Nat Charoensook: Got it, that’s very helpful. And maybe another one, like so you guide the full data from the open-label extension operation in second quarter ’23. So what do you plan to report? And what are your expectations on the data?
Jennifer Good: Yes, we get this question a lot. And we haven’t sorted that out yet. I think we want to see the data, sort of what does it show, what’s there. We will definitely report it at a medical meeting. It’s got a lot of interest by the dermatology community, for sure. How we handle it sort of from an IR perspective, if you will, we still need to sort out the best way to do that. So I’m going to defer that once we see the data and sort out the messaging from it. We’ll figure out the best way to do that.

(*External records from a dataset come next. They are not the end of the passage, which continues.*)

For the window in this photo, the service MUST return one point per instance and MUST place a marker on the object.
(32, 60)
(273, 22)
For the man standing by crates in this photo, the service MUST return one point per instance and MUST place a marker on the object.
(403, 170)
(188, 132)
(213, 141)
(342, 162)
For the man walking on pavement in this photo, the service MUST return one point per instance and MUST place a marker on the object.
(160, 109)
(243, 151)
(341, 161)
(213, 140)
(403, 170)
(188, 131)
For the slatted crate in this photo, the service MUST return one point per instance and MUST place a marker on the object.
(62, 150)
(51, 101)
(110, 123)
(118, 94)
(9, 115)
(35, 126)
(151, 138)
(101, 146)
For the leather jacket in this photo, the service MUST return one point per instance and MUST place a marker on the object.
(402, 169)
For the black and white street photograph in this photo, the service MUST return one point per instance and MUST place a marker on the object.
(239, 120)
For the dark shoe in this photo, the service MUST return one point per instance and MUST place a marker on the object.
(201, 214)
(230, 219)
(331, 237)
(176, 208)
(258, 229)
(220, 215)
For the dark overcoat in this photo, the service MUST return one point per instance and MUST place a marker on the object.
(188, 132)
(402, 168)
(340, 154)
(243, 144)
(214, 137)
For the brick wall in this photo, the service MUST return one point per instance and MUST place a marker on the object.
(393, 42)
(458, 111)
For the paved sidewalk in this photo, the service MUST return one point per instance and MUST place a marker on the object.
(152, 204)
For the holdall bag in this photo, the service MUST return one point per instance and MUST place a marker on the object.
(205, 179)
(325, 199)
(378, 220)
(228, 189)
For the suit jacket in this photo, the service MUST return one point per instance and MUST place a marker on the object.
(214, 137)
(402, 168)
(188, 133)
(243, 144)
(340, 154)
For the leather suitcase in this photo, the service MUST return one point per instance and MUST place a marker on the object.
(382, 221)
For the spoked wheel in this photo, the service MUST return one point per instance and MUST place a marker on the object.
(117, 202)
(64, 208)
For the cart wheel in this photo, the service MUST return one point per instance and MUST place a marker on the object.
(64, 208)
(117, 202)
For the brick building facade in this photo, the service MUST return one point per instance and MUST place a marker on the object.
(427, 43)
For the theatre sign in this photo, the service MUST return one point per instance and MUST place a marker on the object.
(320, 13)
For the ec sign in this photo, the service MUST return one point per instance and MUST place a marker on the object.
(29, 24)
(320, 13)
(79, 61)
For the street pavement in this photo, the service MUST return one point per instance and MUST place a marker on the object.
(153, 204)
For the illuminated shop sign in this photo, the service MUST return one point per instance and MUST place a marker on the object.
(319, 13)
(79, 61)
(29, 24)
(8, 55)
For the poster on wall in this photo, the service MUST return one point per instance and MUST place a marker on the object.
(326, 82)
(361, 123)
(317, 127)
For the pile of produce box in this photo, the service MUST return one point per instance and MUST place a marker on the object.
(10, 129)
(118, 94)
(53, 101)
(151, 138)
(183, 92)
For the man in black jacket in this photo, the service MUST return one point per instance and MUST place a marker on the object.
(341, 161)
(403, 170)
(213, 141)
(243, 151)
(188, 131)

Nat Charoensook: Got it. And last one, if I may. So what is your expectation on the R&D and SG&A expenses in ’23 compared to 2022?

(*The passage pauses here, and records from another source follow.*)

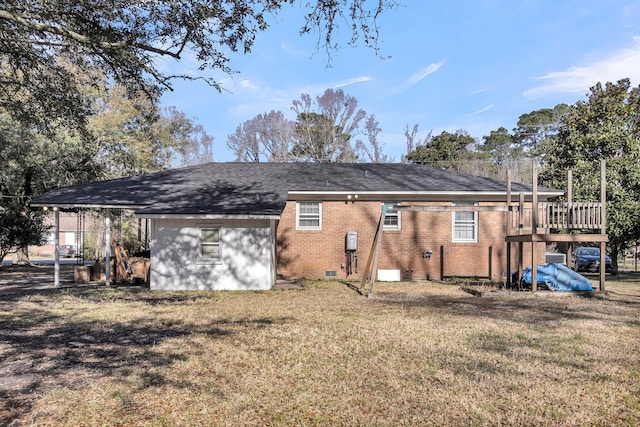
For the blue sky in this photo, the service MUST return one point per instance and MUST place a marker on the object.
(471, 65)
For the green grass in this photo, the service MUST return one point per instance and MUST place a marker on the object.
(415, 354)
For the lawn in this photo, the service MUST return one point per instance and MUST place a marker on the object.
(414, 354)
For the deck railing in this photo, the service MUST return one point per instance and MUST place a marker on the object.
(556, 215)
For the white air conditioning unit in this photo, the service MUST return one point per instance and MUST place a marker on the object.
(555, 258)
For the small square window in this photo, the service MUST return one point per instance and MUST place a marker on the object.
(209, 243)
(391, 218)
(465, 224)
(309, 215)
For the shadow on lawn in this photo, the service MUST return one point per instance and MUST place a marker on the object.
(41, 350)
(526, 309)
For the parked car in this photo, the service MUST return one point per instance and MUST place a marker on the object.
(67, 251)
(588, 259)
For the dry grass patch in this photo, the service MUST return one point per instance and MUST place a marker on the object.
(416, 353)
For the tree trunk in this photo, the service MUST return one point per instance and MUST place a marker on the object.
(22, 256)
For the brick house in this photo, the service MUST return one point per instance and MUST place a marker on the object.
(242, 225)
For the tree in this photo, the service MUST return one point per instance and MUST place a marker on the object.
(504, 154)
(536, 130)
(29, 164)
(323, 132)
(373, 151)
(127, 39)
(125, 135)
(606, 126)
(444, 151)
(411, 140)
(266, 137)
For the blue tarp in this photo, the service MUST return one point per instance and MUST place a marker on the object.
(558, 277)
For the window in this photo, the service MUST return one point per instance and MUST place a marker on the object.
(465, 224)
(309, 216)
(391, 219)
(209, 243)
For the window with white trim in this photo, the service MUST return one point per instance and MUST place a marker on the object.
(209, 243)
(465, 224)
(391, 219)
(309, 215)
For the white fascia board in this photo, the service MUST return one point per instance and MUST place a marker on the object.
(85, 206)
(425, 195)
(206, 216)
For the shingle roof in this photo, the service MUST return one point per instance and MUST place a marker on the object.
(263, 188)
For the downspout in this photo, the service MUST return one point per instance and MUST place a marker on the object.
(107, 248)
(56, 251)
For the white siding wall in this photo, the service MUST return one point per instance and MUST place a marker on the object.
(245, 256)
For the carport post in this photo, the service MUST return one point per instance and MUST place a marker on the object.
(56, 251)
(107, 247)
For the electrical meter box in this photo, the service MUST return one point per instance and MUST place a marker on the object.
(351, 241)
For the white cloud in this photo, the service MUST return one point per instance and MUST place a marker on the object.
(349, 82)
(248, 84)
(577, 80)
(420, 75)
(482, 110)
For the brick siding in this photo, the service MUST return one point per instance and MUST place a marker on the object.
(310, 253)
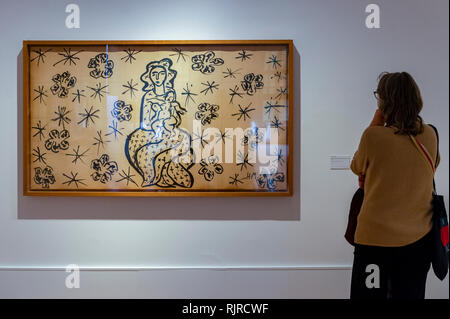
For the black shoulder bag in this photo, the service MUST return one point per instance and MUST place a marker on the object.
(440, 235)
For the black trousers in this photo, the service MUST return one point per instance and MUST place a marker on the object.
(391, 272)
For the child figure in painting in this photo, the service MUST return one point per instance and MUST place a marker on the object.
(159, 150)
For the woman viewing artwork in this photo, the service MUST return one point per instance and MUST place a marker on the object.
(392, 238)
(159, 150)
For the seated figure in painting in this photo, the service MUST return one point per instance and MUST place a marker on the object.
(159, 150)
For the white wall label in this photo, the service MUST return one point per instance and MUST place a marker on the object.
(340, 162)
(373, 19)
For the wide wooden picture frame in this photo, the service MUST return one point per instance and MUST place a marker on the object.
(158, 118)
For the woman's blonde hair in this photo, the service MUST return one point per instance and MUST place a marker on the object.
(401, 102)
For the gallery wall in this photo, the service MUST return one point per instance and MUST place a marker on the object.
(249, 247)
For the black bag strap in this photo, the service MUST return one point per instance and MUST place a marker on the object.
(437, 154)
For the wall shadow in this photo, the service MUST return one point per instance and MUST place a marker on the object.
(171, 208)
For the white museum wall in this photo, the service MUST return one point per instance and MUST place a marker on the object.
(221, 247)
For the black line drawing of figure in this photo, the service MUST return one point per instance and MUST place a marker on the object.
(102, 66)
(159, 150)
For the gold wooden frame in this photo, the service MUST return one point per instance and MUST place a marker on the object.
(27, 191)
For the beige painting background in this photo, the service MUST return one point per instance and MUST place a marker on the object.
(71, 172)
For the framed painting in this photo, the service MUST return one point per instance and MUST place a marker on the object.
(157, 118)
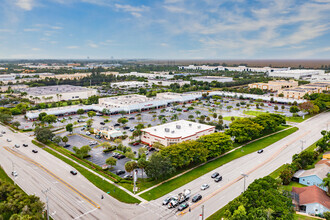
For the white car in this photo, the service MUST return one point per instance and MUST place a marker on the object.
(205, 186)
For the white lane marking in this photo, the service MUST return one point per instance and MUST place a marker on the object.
(86, 213)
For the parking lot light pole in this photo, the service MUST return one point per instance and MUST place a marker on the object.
(244, 176)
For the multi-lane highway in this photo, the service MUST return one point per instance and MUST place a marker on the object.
(254, 165)
(70, 197)
(73, 197)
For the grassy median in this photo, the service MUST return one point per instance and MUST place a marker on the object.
(104, 185)
(173, 184)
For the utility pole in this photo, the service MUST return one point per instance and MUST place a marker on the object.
(202, 212)
(244, 176)
(302, 145)
(45, 193)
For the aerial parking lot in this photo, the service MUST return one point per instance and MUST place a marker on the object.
(209, 110)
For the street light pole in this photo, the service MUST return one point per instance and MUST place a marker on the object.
(45, 193)
(302, 145)
(244, 176)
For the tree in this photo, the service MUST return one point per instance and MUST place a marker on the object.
(57, 139)
(49, 119)
(216, 143)
(294, 109)
(65, 139)
(244, 129)
(91, 114)
(159, 167)
(41, 115)
(80, 111)
(83, 151)
(16, 124)
(43, 134)
(142, 164)
(69, 127)
(111, 161)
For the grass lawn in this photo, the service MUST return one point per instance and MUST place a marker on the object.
(228, 118)
(303, 217)
(298, 119)
(104, 185)
(173, 184)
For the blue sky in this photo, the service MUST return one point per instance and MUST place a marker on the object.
(165, 29)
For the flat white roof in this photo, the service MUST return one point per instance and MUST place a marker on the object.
(177, 129)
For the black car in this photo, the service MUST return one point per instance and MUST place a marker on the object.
(183, 206)
(120, 172)
(214, 175)
(197, 198)
(218, 179)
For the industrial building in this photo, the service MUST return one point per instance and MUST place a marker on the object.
(213, 78)
(175, 132)
(58, 93)
(163, 82)
(296, 74)
(274, 85)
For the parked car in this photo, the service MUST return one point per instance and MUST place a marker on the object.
(214, 175)
(218, 179)
(196, 198)
(260, 151)
(183, 206)
(205, 186)
(73, 172)
(120, 172)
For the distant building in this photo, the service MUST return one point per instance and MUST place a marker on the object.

Lisa Delfini: I think R&D expenses will increase in 2023 as we conduct all of these studies that were — that Jennifer referred to, as opposed to 2022.
Jennifer Good: And G&A, please, might as well.
Lisa Delfini: I think G&A will also increase slightly.
Operator: Our next question comes from Sean Kim with Jones Trading.
Sean Kim: So I guess one question on the Phase Ib respiratory physiology study. Can you give a little more color on what dosing levels you’re intending to try out for the trial? And also, how that might inform the potential Phase III programs and other trials in the pipeline?
Jennifer Good: Yes, David, go ahead.
David Clark: Yes. So most likely, we will go to the 162 dose that was included at the highest dose that was titrated to in the CANAL study. So that is likely to be — will titrate in a similar manner to the CANAL study. And sorry, what was the other component of your question?
Jennifer Good: And how to inform, David, that Phase III program and what doses we use.
David Clark: So these 2 studies really are critical coming together. So for Phase III, what we need to know is how broad a population of the IPF patients and their comorbidities. Co-morbidities including comorbidities such as disordered sleep breathing, such as sleep apnea. And we include — so the respiratory physiology study will really answer that question for us because, as we have explained in the introductory comments, that study will include subjects with increased severity and with these comorbidities that were not included in Phase II to allow us to make that call for Phase III.